Survey Says Taxing 401(k) Contributions Could Lead to Fewer Plans

  • 12/19/2012

Survey Says Taxing 401(k) Contributions Could Lead to Fewer Plans

Curtailing the current tax treatment of contributions that workers and their employers make to 401(k) retirement savings plans would significantly reduce the willingness of employers to sponsor plans and the ability of employees to save, according to a survey of more than 500 companies by the American Benefits Institute (ABI).

The survey found that 91 percent of employers believe the exclusion of 401(k) contributions from current income taxation is important to their workers’ decision to contribute to the plan, and 72 percent of employers think their workers contribute more than they otherwise would as a result of the exclusion.

"Between one-third and one-half of employers think these proposals would cause them to drop or consider dropping their 401(k) plan," said council president James A. Klein. "Quite remarkably, the likelihood an employer would drop or consider dropping its plan, or eliminate or reduce features like matching contributions or auto-escalation of contributions, actually increases among larger employers."

Klein said the survey demonstrates that it would be "shortsighted and ill-advised" for Congress and the president to consider generating short-term federal revenue by changing the current tax-deferred treatment of 401(k) contributions as part of a deal to avoid the fiscal cliff, or in the context of broader deficit reduction in 2013.

"Retirement plan contributions are not tax breaks or loopholes. Retirees pay income tax on the benefits they receive," noted Klein.

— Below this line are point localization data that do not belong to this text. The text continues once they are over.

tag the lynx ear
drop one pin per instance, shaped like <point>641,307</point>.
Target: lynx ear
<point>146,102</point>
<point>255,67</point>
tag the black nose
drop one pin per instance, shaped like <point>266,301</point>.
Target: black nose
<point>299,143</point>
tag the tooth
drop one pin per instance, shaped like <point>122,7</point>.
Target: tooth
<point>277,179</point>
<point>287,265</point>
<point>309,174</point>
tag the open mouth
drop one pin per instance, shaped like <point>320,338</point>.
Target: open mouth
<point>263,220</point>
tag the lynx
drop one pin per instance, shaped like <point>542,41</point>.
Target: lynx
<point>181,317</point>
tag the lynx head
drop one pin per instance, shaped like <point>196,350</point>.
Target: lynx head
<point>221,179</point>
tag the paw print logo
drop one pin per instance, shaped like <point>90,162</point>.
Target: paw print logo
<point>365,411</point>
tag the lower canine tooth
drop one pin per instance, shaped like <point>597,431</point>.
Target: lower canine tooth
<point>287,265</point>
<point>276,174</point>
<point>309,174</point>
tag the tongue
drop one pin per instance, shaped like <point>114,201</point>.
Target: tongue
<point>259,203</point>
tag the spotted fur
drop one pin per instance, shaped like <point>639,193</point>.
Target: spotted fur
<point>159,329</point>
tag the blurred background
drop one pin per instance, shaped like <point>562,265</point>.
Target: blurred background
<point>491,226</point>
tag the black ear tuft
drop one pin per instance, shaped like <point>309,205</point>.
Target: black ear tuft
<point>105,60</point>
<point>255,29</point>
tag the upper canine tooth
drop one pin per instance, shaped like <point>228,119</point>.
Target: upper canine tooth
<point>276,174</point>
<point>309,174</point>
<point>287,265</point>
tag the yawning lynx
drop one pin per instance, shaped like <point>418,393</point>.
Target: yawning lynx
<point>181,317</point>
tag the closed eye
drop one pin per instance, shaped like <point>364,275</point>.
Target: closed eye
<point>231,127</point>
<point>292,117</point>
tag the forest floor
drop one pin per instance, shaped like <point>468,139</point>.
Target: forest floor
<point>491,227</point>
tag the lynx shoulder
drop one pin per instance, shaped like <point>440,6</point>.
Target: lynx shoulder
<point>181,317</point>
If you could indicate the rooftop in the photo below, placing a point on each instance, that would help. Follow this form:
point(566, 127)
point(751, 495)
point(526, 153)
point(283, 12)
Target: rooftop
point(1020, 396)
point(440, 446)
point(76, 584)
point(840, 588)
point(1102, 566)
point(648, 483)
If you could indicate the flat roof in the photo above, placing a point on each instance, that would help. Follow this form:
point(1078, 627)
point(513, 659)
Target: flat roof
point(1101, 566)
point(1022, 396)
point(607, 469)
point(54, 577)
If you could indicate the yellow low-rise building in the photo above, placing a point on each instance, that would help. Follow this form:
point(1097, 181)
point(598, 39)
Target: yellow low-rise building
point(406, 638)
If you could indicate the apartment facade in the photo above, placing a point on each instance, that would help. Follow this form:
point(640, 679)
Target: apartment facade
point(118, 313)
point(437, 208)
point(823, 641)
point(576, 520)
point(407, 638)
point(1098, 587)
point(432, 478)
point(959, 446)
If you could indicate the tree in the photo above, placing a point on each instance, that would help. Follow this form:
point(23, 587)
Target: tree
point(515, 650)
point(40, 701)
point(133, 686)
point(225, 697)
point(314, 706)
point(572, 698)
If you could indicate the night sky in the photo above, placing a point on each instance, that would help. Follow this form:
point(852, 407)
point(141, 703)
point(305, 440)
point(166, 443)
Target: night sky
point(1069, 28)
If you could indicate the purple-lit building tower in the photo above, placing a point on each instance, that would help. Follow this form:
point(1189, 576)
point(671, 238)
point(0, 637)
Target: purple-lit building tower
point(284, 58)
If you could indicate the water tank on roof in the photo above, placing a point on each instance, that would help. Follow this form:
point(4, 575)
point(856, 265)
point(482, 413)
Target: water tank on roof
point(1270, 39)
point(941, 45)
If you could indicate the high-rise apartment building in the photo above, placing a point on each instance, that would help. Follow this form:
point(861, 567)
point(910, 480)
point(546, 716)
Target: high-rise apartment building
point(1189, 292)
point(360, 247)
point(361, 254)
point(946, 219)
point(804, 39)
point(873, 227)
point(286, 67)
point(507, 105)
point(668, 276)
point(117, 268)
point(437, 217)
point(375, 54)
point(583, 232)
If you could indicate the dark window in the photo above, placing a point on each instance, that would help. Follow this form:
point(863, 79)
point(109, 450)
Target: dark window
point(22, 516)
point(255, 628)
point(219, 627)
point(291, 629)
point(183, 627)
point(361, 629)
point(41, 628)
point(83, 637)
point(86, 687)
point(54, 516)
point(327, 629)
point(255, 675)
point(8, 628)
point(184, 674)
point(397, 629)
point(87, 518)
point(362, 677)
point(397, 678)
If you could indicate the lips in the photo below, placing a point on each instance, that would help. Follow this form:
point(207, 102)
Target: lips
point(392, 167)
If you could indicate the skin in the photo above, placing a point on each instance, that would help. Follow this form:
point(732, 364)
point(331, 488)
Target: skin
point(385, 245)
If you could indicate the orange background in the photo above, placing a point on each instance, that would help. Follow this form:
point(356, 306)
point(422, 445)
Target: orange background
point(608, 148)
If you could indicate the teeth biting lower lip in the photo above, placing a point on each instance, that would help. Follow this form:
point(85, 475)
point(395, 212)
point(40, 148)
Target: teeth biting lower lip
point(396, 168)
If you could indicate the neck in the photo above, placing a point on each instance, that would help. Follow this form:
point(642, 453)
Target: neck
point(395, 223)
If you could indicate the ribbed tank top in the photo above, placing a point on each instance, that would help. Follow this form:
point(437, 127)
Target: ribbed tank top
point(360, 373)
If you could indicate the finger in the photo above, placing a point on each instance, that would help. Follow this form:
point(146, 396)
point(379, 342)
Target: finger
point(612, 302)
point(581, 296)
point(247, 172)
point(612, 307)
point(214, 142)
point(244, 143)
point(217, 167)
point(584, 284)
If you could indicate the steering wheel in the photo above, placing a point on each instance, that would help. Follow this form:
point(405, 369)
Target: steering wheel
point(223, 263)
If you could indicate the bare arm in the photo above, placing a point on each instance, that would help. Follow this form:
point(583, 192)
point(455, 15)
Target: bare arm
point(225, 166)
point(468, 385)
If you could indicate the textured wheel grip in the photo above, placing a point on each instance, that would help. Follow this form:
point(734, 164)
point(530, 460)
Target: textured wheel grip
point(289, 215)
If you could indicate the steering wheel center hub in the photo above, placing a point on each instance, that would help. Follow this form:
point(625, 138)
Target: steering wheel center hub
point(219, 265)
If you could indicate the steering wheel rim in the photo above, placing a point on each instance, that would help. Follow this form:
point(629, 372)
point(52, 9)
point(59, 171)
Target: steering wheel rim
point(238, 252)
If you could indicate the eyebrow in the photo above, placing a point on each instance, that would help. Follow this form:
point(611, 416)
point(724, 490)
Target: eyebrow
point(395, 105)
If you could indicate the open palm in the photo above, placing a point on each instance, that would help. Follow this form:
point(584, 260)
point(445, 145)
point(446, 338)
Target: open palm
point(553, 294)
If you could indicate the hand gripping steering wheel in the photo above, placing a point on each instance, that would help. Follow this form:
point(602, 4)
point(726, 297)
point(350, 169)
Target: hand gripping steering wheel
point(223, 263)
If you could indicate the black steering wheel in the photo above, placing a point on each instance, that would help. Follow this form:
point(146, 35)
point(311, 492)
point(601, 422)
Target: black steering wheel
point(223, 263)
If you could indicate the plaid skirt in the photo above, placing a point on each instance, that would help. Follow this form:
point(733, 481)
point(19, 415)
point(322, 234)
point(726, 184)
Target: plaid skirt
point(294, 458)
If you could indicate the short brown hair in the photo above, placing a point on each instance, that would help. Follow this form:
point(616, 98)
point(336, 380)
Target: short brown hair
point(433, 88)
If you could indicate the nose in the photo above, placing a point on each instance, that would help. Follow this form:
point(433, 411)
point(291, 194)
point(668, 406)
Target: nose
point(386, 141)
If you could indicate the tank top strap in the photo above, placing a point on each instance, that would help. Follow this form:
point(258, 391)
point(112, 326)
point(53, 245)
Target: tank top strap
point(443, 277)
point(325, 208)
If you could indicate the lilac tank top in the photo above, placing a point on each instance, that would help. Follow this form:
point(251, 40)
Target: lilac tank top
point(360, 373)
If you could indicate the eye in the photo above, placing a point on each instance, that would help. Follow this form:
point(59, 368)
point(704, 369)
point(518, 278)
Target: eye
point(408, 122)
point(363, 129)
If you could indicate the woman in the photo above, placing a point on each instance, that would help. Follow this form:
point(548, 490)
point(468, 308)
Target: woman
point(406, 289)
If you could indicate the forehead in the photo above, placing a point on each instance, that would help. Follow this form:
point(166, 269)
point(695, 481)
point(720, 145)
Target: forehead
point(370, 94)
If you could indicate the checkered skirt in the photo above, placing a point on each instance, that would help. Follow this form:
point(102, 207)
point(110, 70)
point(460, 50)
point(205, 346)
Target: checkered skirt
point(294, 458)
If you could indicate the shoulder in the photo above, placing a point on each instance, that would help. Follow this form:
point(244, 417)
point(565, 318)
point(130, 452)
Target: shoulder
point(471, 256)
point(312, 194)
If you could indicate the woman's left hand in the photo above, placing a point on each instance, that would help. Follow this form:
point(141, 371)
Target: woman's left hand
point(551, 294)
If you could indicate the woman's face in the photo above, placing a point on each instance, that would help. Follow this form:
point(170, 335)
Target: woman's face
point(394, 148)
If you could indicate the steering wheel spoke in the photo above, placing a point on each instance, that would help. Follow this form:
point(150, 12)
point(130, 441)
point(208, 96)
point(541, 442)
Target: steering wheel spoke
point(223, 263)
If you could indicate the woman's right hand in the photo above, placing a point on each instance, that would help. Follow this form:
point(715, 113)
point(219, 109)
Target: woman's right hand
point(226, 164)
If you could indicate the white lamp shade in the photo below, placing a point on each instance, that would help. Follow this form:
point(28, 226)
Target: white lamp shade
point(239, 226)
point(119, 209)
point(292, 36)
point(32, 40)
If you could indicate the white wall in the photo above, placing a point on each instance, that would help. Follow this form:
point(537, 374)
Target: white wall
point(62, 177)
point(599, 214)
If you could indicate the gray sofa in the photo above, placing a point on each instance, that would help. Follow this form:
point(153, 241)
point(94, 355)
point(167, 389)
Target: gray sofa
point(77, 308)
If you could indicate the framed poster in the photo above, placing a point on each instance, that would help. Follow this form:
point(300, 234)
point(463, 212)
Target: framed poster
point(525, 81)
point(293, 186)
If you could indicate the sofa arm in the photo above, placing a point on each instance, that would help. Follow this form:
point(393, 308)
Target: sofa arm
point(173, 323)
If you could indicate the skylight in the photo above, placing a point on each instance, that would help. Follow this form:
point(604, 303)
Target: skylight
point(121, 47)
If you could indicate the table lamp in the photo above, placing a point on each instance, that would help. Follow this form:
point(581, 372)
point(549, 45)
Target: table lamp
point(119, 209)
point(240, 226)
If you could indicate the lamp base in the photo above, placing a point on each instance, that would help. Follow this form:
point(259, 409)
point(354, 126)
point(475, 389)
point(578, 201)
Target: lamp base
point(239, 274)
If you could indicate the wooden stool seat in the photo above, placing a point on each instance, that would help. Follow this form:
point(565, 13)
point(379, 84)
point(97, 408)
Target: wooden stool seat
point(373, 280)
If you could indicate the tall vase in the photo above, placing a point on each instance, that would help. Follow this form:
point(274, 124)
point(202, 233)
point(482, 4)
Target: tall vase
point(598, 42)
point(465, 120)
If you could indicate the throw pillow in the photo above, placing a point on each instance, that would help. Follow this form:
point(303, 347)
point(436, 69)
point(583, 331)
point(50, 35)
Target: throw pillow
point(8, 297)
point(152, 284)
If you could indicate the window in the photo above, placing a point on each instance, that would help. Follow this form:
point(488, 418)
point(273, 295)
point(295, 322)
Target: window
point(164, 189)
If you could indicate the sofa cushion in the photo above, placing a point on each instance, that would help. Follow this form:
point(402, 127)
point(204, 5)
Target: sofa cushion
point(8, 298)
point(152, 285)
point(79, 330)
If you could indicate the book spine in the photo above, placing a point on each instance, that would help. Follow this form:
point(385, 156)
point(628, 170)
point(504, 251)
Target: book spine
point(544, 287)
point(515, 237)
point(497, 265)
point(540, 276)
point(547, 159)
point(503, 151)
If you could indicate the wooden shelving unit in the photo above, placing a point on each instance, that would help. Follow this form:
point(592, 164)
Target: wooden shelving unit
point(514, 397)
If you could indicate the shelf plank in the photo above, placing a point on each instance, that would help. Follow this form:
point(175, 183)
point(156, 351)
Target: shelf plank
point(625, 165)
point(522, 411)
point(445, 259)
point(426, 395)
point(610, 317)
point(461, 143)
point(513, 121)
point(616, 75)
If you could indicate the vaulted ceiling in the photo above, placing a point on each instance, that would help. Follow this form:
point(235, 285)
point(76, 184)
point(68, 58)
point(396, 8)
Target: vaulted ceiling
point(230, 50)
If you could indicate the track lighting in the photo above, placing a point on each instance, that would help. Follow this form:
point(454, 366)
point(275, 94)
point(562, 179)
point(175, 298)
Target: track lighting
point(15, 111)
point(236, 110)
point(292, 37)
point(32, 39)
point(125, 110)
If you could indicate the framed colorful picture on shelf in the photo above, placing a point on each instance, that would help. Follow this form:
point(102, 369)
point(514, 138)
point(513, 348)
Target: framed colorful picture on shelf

The survey also solicited employer reactions to specific tax proposals:

  • The “20-20” proposal, in which total contributions would be limited to the lesser of $20,000 or 20 percent of compensation.
  • The refundable tax credit proposal, in which total contributions would no longer be excluded from income tax, but employees would receive a tax credit equal to some percentage of their yearly contributions.
  • The 28 percent proposal, whereby the tax exclusion of plan contributions for workers in the 35 percent tax bracket would be limited to 28 percent, effectively imposing a 7 percent tax on employee and employer contributions.